How are unemployment benefits calculated, and where do I file?
The monthly benefit = 60% × the average unemployment-insurance salary of the last 6 months before leaving. Contributing 12–36 months earns 3 months of benefit; each additional 12 months adds 1 month, up to 12. You must file at the Employment Service Center within 3 months of the contract ending, with the termination decision and finalized social-insurance book. Missing the 3-month window forfeits this round's benefit.
What documents should I collect from the company when I leave?
The three most important: (1) the finalized social-insurance book — the company must return it within 14 working days; (2) the termination decision — mandatory for the unemployment claim; and (3) the tax-withholding certificate for year-end finalization.

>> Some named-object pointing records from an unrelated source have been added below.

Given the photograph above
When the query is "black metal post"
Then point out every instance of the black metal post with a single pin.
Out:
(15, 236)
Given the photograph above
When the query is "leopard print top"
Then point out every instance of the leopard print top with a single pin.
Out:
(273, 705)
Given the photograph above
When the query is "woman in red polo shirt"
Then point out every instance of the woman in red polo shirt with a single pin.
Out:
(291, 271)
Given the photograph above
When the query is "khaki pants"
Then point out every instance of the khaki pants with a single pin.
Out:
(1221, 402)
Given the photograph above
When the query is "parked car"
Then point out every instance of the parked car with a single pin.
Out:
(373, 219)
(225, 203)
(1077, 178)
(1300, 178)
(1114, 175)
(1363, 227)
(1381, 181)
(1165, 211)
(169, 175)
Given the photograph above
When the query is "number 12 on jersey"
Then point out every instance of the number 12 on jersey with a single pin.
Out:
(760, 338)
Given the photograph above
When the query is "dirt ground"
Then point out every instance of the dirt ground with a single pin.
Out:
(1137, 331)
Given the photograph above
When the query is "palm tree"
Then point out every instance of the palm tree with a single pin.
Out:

You should also clearly sign the work and asset handover records to avoid later disputes.
What's the difference between Gross and Net salary?
Gross is total pay before deducting mandatory insurance (10.5%) and personal income tax. Net is the amount you actually receive after all deductions. When you get an offer, always ask whether the figure is gross or net, because the misunderstanding can leave you 'short' several million a month versus expectations.
Should I withdraw my social insurance as a lump sum?
Be very cautious. A lump-sum withdrawal erases your contribution history and gives up the chance of a pension — income that stays with you to the end of life and is adjusted for inflation. The amount withdrawn is usually far less than the total value you and your employer contributed. Prefer reserving it to keep contributing at a new job, and treat the lump sum as a last resort.
How do I get a personal income tax refund?
You get a refund when the tax provisionally withheld during the year is more than what you actually owe — common when you leave a job mid-year, register dependents late, or have 10% withheld on casual income. To reclaim it, you complete the year-end tax finalization (yourself, or authorize your employer if you have a single income source). Register your tax code and dependents early so the correct deductions apply from the start.